Saturday, June 27, 2020

The Sepulcher In The Garden

The Sepulcher in The Garden

"In the place where He was crucified there was a garden, and in the garden was a sepulcher, in which no one had ever been laid." (John 19:4).

1. Sin obtrudes itself in the fairest scenes.   You see around a cross a multitude come together to perform the foulest act ever perpetrated. The object of their hatred has never wronged them; but, on the contrary, has ever blessed them. His character presented an assemblage of graces such as the world had never witnessed. And now He hangs on a Cross in a garden! What a place for the perpetration of such a crime! A garden! where nature seems best fitted to exert a soothing influence on the angry passions! Surely nature cannot have her sanctuary violated by such an outrage.

Thus the text contains a most emphatic refutation of the fiction that by giving them access to natural beauty you may restrain the wickedness, if not transform the character of men. True, there is nothing in what is beautiful, whether in nature or art, unfavorable to religion - but very much by which religious feelings may be induced and fostered. And, certainly, they are not the worst Christians who have the most extensive and loving acquaintance with nature's works.

But nevertheless the influence which these things exert depends entirely on the state of mind with which they are surveyed. They may foster and strengthen feelings which already exist; but they have no power to produce feelings which are not there. They have no power to change the heart, so as to make bad men good.

One of the loveliest scenes in the world is the site of Pompeii, but it would seem that God has preserved her ruins that she might testify to the nineteenth century, that she resembled Sodom in the depth of her wickedness before she resembled her in the terribleness of her overthrow. Man fell in Eden angels sinned in Heaven.

"In the place where He was crucified there was a garden."

2. Sorrow mingles with all earthly enjoyment. "In the garden was a sepulcher." How emblematical of human life in which every joy is marred by some sorrow, and the presence or the memory or the prospect of death casts its shadow over all. It is a good thing to be reminded that there is no such thing here as pleasure without drawback or alloy.

Of Naaman the Syrian, it is said that "he was captain of the host," but he was a leper! Of Haman we read how he told his wife and friends of his good fortune, and then, "Yet all this avails me nothing so long as I see Mrordecai," 

There is no rose without a thorn. In every garden there is a sepulcher.

3. The presence of Christ converts death into Life, and sorrow into joy. It was fit that the sepulcher should be placed in a garden, seeing it was to contain the body of our Lord. His presence there gave to the grave a significance which it had never possed before. The tomb which Christ lies, is a seed plot of immortality from which radiant and glorious forms shall spring; "for that which you sow is not quickened unless it dies."

4. As symbolic of how the presence of Jesus tends to change our sorrow into joy - Christ in the sepulcher transforms the receptacle of death into the source of higher life.
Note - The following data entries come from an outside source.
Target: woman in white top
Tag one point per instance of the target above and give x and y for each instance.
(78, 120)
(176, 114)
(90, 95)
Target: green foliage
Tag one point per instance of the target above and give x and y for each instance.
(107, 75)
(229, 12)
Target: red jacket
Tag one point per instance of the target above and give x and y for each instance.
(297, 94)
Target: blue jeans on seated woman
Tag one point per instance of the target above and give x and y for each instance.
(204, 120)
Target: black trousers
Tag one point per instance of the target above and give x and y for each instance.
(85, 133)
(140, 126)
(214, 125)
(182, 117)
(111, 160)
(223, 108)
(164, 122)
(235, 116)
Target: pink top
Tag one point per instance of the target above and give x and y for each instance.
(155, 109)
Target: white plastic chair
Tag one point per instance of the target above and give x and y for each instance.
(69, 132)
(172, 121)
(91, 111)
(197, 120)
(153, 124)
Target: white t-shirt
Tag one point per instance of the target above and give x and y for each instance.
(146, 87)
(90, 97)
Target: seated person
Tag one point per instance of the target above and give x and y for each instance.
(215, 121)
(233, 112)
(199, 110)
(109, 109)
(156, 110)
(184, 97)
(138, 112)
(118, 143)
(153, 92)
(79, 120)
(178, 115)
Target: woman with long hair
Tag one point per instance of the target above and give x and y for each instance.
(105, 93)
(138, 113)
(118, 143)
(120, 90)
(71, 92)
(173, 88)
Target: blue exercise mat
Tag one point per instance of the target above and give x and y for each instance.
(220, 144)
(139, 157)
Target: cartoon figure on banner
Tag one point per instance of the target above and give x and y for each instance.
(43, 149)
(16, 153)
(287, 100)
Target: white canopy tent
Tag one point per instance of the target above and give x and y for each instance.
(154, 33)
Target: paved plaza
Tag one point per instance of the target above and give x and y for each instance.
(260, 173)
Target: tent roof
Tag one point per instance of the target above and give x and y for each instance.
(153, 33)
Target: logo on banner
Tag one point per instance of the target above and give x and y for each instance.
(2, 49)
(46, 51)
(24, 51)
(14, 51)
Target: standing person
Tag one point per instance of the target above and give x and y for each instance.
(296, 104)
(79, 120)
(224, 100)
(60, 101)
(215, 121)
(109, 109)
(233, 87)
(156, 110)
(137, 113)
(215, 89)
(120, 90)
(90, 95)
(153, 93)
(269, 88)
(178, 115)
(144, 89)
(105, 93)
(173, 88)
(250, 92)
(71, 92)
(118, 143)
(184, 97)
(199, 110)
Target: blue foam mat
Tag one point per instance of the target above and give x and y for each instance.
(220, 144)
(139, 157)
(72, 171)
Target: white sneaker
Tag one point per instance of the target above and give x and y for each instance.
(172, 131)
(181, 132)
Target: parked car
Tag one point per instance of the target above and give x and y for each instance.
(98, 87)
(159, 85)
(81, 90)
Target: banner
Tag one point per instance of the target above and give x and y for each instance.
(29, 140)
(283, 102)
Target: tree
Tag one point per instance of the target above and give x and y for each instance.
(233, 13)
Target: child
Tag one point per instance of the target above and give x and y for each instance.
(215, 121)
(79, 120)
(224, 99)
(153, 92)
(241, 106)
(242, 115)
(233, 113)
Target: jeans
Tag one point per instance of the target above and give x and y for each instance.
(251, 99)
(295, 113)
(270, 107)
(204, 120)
And therefore have no sepulcher without a Saiour in it no trouble in which you do not seek to have the presence of your Lord. A life of pleasure would neither be so desirable nor so profitable, as a life whose sorrows are sanctified by fellowship with Christ.

Nor should you seek, as is sometimes done, to have the sepulcher of your own fashioning, saying, "If I had only such-and-such trials, I could bear them well: I should not complain if I were only like so-and-so." No man ever got to choose his own trials. He who gives the garden, gives the sepulcher with it; and determines at once his position and its form. All that you need is to have Christ in it!